Adding to Trades - Pyramiding...
Adding to trades is an excellent way to increase your profits on winning trades.
If you have entered into a trade and you are currently in profit, your judgement so far is correct so in certain circumstances it may be a very good idea to increase the position.
For example: You entered a long trade on Gold September at $400 for £1 per point. Two weeks later, Gold is trading at $420 and so you are sitting on a potential profit of £200 (when trading Gold, a point is $0.1).
If the upwards trend still looks valid from the chart, it may be a good idea to buy another 50p or £1 per point to increase your position and profit.
In your trading plan you may decide to include a strategy to pyramid trades in this way. The following methods can be used:
(a) Adding to a trade after a certain percentage move in the market
This plan involves buying or selling into a market when it has moved a certain percentage in the direction you predicted.
For example: You open a trade on the DAX at 4000 and plan to add another unit of £1 per point if the market moves 2% in your direction. Therefore, you open a £1 per point trade at 4000 with a stop loss of 3920 and if the market hits 4080 you open another trade at this price.
Your total position now is £2 a point at an average starting price of 4040.
(b) Adding to a trade at the next moving average level
Say you are running a strategy where by you buy or sell when the market moves through the 200 day moving average. If the market then moves through the 50 or 100 day moving average, add another unit.
(c) Use the Average True Range (ATR) of the market
This is probably the best strategy as it takes into account the current volatility of the market you intend to trade. The ATR can also be used to form a solid money management plan.
The ATR is a measure of how much the market is moving per day on average. In the future, an article on this term will be added to this site but for now you simply need to know that it exists. ATR values for markets can be found from many different websites and also from programs such as ShareScope and OmniTrader.

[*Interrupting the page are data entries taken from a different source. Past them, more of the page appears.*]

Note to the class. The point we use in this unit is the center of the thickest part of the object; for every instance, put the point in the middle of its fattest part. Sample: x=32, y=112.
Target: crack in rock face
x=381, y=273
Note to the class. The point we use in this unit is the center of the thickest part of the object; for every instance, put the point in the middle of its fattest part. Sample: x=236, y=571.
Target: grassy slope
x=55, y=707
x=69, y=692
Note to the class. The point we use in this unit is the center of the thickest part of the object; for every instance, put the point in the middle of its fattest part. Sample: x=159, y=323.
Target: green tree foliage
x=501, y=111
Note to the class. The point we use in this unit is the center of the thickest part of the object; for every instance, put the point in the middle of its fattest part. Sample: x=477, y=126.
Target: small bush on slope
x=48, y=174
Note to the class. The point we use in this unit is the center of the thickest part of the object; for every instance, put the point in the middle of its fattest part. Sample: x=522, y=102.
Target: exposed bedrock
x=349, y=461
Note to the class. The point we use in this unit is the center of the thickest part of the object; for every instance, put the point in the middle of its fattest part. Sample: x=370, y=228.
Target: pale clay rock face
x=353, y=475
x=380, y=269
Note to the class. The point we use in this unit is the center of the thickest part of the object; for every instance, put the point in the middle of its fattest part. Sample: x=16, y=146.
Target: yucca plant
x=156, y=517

In this example it is assumed that you are running a £10,000 account and risking 2.5% per trade (£250).
For example: Let's say it's June you want to place an UP trade on the Dow Jones September contract. The Dow is currently trading at 10375 and the 20 day ATR is 92.
On opening this position it would be sensible to let the ATR determine where to place the stop.
If the market moves against you for three straight days in a row it is fair to say that your judgement was wrong. Therefore, use 3 x ATR for the stop
i.e. 3 x 92 = 276
Now, your stop is 276 points way from your opening level so to risk £250 you need to calculate the risk per point
£250 / 276 = £0.9057... ~ £0.90 or 90p
Therefore, in order to risk £250 or less and use a stop of 3 ATR, you would buy the Dow at around 10375 for 90p per point.
Your total risk is now £0.90 x 276 = £248.40.
To add to this trade, wait for the market to move 2 ATR in your favour.
Therefore (as 2 x 92 = 184), buy another 1 unit (£0.90 per point) when the Dow has moved up to 10559.
If/when it moves 4 ATR above your starting price, add another unit and continue pyramiding like this.
Providing you use a trailing stop loss you can increase your profit as your trade moves in the right direction. At some point the upwards trend will finish but if you use a trailing stop of 2-3 ATR you will be closed out with a good profit.
Pyramiding is an excellent strategy when the trade is going in your favour but it must be stressed that you should never Average Down.
In terms of share buying, averaging down is the process of buying more shares when the price of the equity has fallen.
For example: Say you bought 300 Tesco shares at 320p. Two months later they have fallen to 300p so you buy another 300 at this price. You now own 600 shares at an average price of 310p. If Tesco rises again, you are more in profit than you would've been if you had stuck with the original 300 shares. However, if it falls further you stand to lose much more.
Averaging Down is a massive no-no when spread trading. Never try to do this to "get even" with the market.
Losing trades are part of trading and you must learn to live with them.
With the correct money management and by pyramiding successful trades you can afford to lose more trades than you win and still make money.